Vice President Joe Biden on Sunday said that's he's "absolutely comfortable" with married same-sex couples being granted the same rights as heterosexual pairs.

"I am absolutely comfortable with the fact that men marrying men, women marrying women, and heterosexual men and women marrying another are entitled to the same exact rights, all the civil rights, all the civil liberties," he told NBC's David Gregory on "Meet the Press." "And quite frankly, I don't see much of a distinction beyond that."

President Barack Obama has said his position on same sex marriage is "evolving," and he supported civil unions but opposed marriage for gay couples during the 2008 campaign.
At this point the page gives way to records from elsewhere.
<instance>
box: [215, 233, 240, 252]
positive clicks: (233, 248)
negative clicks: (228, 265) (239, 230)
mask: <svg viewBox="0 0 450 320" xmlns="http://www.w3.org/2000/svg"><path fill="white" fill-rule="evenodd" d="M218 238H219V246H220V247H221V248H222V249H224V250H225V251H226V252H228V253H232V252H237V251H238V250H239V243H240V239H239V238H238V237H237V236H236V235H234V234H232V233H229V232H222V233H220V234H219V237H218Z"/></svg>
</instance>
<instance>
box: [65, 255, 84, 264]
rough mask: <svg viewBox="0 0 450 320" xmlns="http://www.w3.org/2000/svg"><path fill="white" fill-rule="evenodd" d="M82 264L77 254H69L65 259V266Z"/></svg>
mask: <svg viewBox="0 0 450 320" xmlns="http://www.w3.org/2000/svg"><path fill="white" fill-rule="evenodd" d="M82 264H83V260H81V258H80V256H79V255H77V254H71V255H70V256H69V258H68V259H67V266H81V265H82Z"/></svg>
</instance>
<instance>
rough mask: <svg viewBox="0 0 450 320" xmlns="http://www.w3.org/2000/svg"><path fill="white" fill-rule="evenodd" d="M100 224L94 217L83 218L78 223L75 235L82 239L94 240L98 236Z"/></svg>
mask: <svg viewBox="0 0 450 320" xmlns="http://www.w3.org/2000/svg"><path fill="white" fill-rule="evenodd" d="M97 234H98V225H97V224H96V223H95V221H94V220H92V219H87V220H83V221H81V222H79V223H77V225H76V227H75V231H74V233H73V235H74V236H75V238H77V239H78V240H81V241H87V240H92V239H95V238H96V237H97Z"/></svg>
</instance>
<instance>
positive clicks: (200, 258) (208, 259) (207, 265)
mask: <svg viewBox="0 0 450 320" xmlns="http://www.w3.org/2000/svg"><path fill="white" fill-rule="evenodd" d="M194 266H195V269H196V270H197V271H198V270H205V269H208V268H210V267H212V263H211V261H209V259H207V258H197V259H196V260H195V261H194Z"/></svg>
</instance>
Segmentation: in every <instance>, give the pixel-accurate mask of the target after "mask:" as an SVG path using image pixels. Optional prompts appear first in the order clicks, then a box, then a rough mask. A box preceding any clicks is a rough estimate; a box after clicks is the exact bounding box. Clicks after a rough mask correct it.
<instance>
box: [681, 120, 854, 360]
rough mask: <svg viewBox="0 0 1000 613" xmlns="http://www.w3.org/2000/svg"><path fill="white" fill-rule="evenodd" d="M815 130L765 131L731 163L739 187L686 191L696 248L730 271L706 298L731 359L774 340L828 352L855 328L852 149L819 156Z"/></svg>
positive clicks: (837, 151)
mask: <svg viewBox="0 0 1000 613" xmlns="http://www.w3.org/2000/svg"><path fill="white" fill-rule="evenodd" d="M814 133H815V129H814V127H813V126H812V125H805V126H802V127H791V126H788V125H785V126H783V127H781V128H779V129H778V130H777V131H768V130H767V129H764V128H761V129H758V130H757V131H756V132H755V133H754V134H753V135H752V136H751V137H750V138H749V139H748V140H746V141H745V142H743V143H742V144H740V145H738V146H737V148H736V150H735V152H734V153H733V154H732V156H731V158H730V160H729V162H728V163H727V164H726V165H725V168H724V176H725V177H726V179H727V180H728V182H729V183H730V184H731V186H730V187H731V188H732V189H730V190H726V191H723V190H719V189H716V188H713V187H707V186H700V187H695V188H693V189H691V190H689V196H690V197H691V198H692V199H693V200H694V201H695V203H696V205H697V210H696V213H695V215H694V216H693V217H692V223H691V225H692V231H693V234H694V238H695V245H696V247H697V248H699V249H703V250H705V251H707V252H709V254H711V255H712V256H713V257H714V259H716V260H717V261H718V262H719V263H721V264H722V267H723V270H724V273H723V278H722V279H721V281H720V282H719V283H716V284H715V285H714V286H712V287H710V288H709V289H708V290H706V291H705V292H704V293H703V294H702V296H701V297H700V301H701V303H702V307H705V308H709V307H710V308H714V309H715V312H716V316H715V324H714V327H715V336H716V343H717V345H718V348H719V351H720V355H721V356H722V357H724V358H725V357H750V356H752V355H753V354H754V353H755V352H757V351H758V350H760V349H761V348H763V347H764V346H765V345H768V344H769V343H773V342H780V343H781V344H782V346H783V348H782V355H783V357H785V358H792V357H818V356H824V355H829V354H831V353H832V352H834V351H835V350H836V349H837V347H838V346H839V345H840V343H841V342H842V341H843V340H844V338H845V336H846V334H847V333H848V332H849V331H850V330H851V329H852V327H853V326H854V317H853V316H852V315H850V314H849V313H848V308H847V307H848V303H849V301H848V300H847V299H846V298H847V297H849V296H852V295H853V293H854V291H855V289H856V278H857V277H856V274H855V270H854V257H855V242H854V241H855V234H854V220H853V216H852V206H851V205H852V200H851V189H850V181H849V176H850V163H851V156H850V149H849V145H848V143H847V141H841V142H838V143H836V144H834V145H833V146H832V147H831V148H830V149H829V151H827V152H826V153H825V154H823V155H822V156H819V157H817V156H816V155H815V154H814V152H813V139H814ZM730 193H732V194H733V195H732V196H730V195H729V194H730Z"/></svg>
Biden noted  Sunday that the "president sets the policy" and that he did not know if the administration would formally come out in favor of same-sex marriage in the president's second term should he be re-elected.

But the vice president said that attitudes about gay marriage in America are changing in favor of greater tolerance for loving homosexual partners.

On Meet the Press today, the vice president discussed the administration's position in the same-sex marriage debate.

"The good news is that as more and more Americans become to understand what this is all about is a simple proposition," he said. "Who do you love?  Who do you love?  And will you be loyal to the person you love?  And that's what people are finding out is what -- what all marriages, at their root, are about."

An aide pointed to the administration's efforts to challenge the Defense of Marriage Act and said that the vice president's comments only reiterated Obama's past support for "committed and loving same-sex couples."

"The vice president was saying what the president has said previously -- that committed and loving same-sex couples deserve the same rights and protections enjoyed by all Americans, and that we oppose any effort to roll back those rights," the aide said. "That's why we stopped defending the constitutionality of Section 3 of the Defense of Marriage Act in legal challenges and support legislation to repeal it.  Beyond that, the vice president was expressing that he too is evolving on the issue, after meeting so many committed couples and families in this country."

Section 3 is the section defines marriage for federal purposes as between one man and one woman.

Biden, who twice ran for president before accepting the job of Obama's second-in-command, pushed back on persistent speculation that he could be replaced on the 2012 ticket by Secretary of State Hillary Clinton. "There's no way out.  I mean, they've already printed Obama-Biden!" he said.

And he quipped Sunday that he and one-time rival Clinton may run on a joint ticket in 2016.

"I think we may run as a team," he said, quickly noting that he was joking.

"I don't know whether I'm gonna run," he added. "And Hillary doesn't know whether she's gonna run."

Human Rights Campaign, an advocacy group for gay, lesbian, bisexual and transgender rights, said it was encouraged by Biden's comments. Biden "rightly articulated that loving and committed gay and lesbian couples should be treated equally," President Joe Solmonese said in a statement. "Now is the time for President Obama to speak out for full marriage equality for same-sex couples."